KOBİ'LERİN E-İHRACATTAKİ ZORLUKLARI
Acar, e-ticaret işletmelerinin büyük çoğunluğunun şahıs şirketlerinden oluştuğundan ve bu durumun dijital dönüşüm kapasitesini sınırladığından söz ediyor. "İşletmelerin başlıca zorlukları dijital altyapı ve entegrasyon eksikliği, finansmana erişim sıkıntısı, dijital pazarlama ve gümrük süreçlerinde sınırlı bilgi birikimi şeklinde öne çıkıyor. Bu noktada biz de KPMG olarak elimizi taşın altına koyuyor, güçlü dijital danışmanlık ekibimizle paydaşlarımıza destek oluyoruz. KOBİ'lerin rekabet gücünü artırmak için e-ihracat ve gümrük süreçlerine ilişkin eğitimler düzenlemeye devam ediyoruz" diyor. Türkiye pazarının mobil alışveriş, online satış ve dijital ödeme alanlarında küresel trendlere hızlı uyum sağladığına değinen Acar, "Yapay zeka temelli kişiselleştirme sistemleri hızla yaygınlaşsa da yüksek yatırım maliyetleri nedeniyle KOBİ ölçeğinde bu teknolojilerin kullanımı sınırlı kalıyor.
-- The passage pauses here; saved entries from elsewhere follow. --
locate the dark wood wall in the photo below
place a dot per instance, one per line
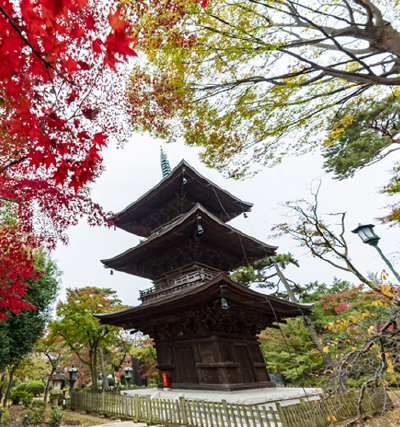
(213, 361)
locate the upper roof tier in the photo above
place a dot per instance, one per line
(174, 195)
(196, 236)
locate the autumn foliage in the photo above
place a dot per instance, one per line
(61, 89)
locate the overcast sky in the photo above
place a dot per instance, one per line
(135, 169)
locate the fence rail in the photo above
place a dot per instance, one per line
(199, 413)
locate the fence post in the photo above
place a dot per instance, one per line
(149, 414)
(183, 411)
(281, 415)
(137, 409)
(225, 406)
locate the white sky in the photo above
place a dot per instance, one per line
(135, 169)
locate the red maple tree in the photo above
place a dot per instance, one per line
(61, 98)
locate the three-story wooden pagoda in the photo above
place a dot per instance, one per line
(204, 324)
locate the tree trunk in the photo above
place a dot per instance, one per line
(9, 385)
(106, 386)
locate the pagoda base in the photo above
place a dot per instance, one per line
(261, 397)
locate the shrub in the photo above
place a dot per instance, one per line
(35, 387)
(56, 417)
(16, 396)
(21, 387)
(35, 416)
(38, 404)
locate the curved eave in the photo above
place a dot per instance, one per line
(219, 234)
(160, 192)
(236, 295)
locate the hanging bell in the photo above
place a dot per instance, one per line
(224, 304)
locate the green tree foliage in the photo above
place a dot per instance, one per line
(80, 330)
(236, 77)
(291, 351)
(362, 134)
(293, 354)
(261, 271)
(20, 331)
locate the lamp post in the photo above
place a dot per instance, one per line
(128, 375)
(72, 378)
(56, 392)
(369, 237)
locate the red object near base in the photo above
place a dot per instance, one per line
(165, 380)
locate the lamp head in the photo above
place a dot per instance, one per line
(224, 304)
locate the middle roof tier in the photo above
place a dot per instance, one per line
(197, 236)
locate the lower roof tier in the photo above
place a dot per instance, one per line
(200, 309)
(198, 236)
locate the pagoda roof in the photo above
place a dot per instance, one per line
(182, 179)
(237, 296)
(241, 248)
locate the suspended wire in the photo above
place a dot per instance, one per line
(237, 233)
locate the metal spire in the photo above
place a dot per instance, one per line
(165, 166)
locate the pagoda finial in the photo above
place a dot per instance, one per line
(165, 166)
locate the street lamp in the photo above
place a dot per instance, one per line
(128, 375)
(369, 237)
(56, 392)
(72, 378)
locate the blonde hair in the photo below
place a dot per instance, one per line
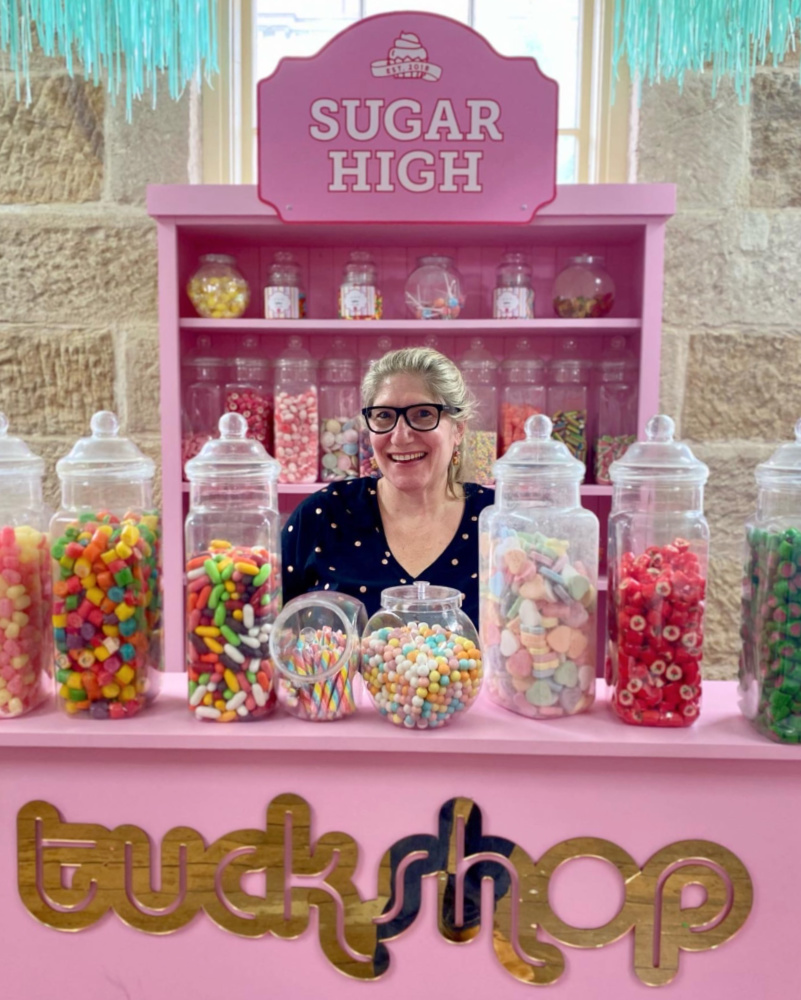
(444, 382)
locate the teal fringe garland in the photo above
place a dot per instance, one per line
(666, 39)
(131, 40)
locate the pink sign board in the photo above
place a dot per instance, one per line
(407, 117)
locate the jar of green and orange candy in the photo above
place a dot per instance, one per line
(106, 550)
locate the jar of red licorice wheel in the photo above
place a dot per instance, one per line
(658, 556)
(26, 653)
(233, 576)
(315, 648)
(106, 549)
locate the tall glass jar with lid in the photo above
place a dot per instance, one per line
(524, 392)
(479, 367)
(296, 414)
(106, 548)
(770, 624)
(233, 576)
(26, 651)
(538, 578)
(421, 659)
(658, 558)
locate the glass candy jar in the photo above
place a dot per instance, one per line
(434, 289)
(479, 367)
(421, 659)
(513, 297)
(296, 414)
(283, 297)
(250, 391)
(617, 408)
(26, 652)
(106, 548)
(658, 556)
(315, 648)
(538, 577)
(233, 576)
(583, 289)
(217, 289)
(359, 297)
(523, 393)
(339, 415)
(770, 661)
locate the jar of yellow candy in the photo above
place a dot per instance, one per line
(218, 289)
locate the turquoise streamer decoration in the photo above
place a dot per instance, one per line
(666, 39)
(135, 41)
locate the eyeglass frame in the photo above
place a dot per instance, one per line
(402, 411)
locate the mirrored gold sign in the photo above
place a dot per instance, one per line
(72, 874)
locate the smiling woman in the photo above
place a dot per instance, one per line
(420, 520)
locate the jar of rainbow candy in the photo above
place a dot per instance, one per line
(106, 548)
(421, 660)
(233, 576)
(25, 649)
(314, 645)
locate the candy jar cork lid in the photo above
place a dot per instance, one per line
(659, 457)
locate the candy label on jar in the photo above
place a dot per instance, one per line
(513, 303)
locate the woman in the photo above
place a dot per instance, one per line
(419, 521)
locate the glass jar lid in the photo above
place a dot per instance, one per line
(783, 468)
(233, 455)
(538, 455)
(659, 458)
(16, 458)
(105, 454)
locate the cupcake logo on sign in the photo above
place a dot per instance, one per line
(407, 60)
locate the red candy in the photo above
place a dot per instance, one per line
(656, 636)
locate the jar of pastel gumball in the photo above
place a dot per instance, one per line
(538, 580)
(314, 645)
(434, 290)
(26, 651)
(658, 556)
(421, 658)
(106, 549)
(296, 425)
(233, 576)
(339, 414)
(770, 661)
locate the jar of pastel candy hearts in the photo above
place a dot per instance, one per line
(314, 645)
(770, 662)
(106, 548)
(233, 576)
(538, 580)
(421, 659)
(658, 555)
(26, 653)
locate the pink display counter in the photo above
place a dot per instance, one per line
(432, 827)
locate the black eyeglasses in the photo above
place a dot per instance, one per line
(419, 416)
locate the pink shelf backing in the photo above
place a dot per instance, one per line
(721, 733)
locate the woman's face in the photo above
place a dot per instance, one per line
(413, 460)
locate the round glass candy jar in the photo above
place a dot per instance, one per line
(513, 297)
(584, 289)
(217, 289)
(339, 415)
(770, 661)
(314, 645)
(233, 576)
(658, 555)
(359, 297)
(106, 548)
(26, 652)
(434, 289)
(421, 659)
(538, 576)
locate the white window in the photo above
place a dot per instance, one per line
(570, 39)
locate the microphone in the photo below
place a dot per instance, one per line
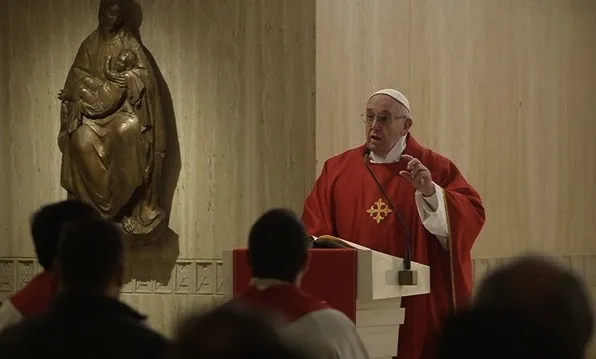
(405, 276)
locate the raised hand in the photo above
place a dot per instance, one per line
(64, 95)
(419, 176)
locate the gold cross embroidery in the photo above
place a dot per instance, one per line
(379, 211)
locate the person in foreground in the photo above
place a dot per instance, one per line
(86, 320)
(35, 297)
(278, 256)
(442, 214)
(530, 308)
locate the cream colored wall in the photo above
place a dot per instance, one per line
(241, 76)
(505, 88)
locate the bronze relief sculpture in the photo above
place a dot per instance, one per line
(112, 128)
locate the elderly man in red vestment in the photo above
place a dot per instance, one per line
(440, 212)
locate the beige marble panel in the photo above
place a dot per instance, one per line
(502, 87)
(166, 312)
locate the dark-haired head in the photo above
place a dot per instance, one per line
(47, 223)
(278, 246)
(91, 257)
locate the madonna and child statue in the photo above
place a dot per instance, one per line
(112, 128)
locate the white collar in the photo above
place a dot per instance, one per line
(394, 155)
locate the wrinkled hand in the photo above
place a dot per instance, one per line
(111, 75)
(418, 175)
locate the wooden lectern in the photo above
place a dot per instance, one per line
(358, 281)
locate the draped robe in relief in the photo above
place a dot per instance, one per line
(345, 202)
(110, 159)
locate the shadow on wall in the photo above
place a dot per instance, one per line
(158, 261)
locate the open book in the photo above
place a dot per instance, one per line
(327, 241)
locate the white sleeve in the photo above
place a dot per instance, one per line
(327, 334)
(9, 315)
(432, 213)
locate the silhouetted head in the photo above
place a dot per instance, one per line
(231, 332)
(278, 246)
(91, 257)
(47, 223)
(551, 295)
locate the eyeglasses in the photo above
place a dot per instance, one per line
(369, 119)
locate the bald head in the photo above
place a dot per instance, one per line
(549, 294)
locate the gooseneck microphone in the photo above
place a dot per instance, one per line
(405, 276)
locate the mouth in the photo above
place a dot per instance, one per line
(375, 138)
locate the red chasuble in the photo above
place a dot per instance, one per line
(36, 296)
(287, 301)
(345, 202)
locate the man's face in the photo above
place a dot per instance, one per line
(385, 123)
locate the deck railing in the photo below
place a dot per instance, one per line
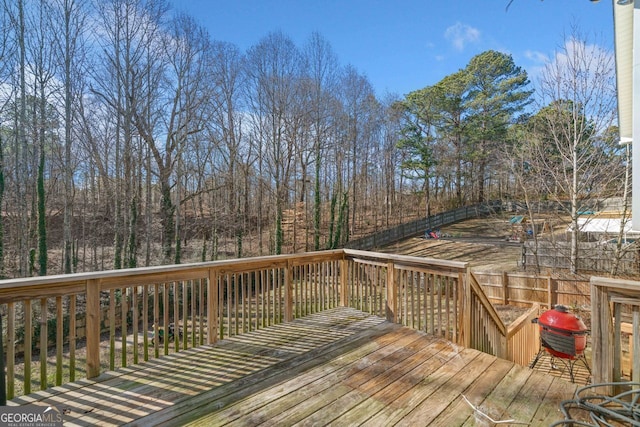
(88, 323)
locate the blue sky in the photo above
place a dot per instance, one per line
(405, 45)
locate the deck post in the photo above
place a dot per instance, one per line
(288, 294)
(601, 333)
(93, 327)
(552, 286)
(465, 279)
(392, 294)
(212, 306)
(505, 288)
(344, 283)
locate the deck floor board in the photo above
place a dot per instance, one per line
(339, 367)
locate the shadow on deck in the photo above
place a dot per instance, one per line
(341, 366)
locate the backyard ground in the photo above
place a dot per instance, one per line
(482, 242)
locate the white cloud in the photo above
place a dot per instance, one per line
(461, 34)
(536, 57)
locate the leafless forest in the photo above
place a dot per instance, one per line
(129, 137)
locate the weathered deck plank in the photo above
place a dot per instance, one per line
(342, 367)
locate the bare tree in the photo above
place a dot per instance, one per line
(71, 24)
(274, 70)
(577, 95)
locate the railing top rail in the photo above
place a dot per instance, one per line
(407, 259)
(523, 320)
(620, 285)
(53, 285)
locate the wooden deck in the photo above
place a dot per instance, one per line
(341, 366)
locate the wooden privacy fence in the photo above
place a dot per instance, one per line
(523, 289)
(614, 302)
(155, 311)
(418, 227)
(593, 256)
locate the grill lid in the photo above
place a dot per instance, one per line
(562, 334)
(560, 318)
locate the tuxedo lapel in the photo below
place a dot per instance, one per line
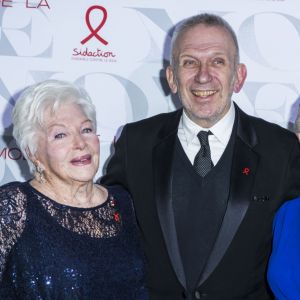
(244, 165)
(163, 154)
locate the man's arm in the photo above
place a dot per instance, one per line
(116, 168)
(292, 183)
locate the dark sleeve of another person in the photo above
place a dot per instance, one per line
(116, 168)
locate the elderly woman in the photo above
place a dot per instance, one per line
(61, 235)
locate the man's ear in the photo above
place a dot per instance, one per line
(171, 79)
(241, 74)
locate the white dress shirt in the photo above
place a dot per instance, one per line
(221, 131)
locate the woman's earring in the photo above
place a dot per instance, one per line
(40, 173)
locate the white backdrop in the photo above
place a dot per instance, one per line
(117, 50)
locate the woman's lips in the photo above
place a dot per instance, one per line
(82, 160)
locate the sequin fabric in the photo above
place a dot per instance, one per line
(53, 251)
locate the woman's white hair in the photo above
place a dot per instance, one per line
(28, 113)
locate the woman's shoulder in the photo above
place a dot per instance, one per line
(117, 191)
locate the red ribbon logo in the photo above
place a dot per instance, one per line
(246, 171)
(94, 32)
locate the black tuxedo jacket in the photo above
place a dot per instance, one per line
(265, 172)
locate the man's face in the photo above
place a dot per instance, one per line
(205, 73)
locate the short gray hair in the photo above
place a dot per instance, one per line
(206, 19)
(28, 113)
(297, 122)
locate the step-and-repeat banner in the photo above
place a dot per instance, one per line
(117, 50)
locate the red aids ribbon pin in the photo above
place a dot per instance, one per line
(94, 32)
(246, 171)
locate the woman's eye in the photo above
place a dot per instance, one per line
(59, 135)
(87, 130)
(219, 61)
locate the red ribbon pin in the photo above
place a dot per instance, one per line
(246, 171)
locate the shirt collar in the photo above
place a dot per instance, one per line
(221, 130)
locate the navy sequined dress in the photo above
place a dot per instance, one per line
(54, 251)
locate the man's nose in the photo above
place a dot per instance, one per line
(203, 74)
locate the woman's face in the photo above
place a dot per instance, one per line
(68, 147)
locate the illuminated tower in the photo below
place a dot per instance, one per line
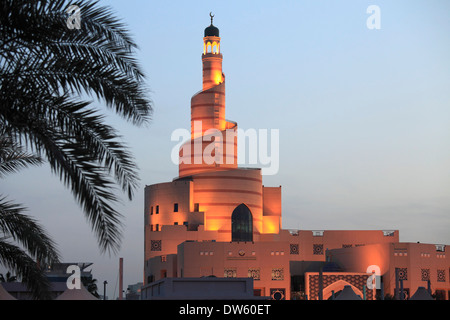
(213, 144)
Bu durum büyük e-ticaret sağlayıcıları ve KOBİ'ler arasında daha güçlü iş birliklerini zorunlu hale getiriyor" yorumunda bulunuyor.
2030 PERSPEKTİFİ: TÜRKİYE'NİN GLOBAL E-TİCARET HARİTASINDAKİ YERİ
Acar, Türkiye'nin güçlü lojistik altyapısı, stratejik konumu, genç nüfusu ve yüksek dijital penetrasyon oranı sayesinde bölgesel bir e-ticaret üssü olma potansiyeline sahip olduğunu ifade ediyor. "Önümüzdeki dönemde e-ihracatın toplam ihracattaki payının giderek artmasını bekliyoruz. Moda, ev tekstili, gıda gibi segmentler başta olmak üzere birçok alanda rekabet avantajımız bulunuyor. İstanbul, İzmir, Ankara gibi büyük illerimizin yanı sıra Kayseri, Bursa ve Gaziantep gibi sanayi merkezlerinin de dijital üretim kümelenmeleriyle öne çıkmasını öngörüyoruz. Sürdürülebilir e-ticaret, yeniden kullanım ve geri kazanım trendleri gelecekteki büyümenin temel itici güçleri olacak" diye konuşuyor.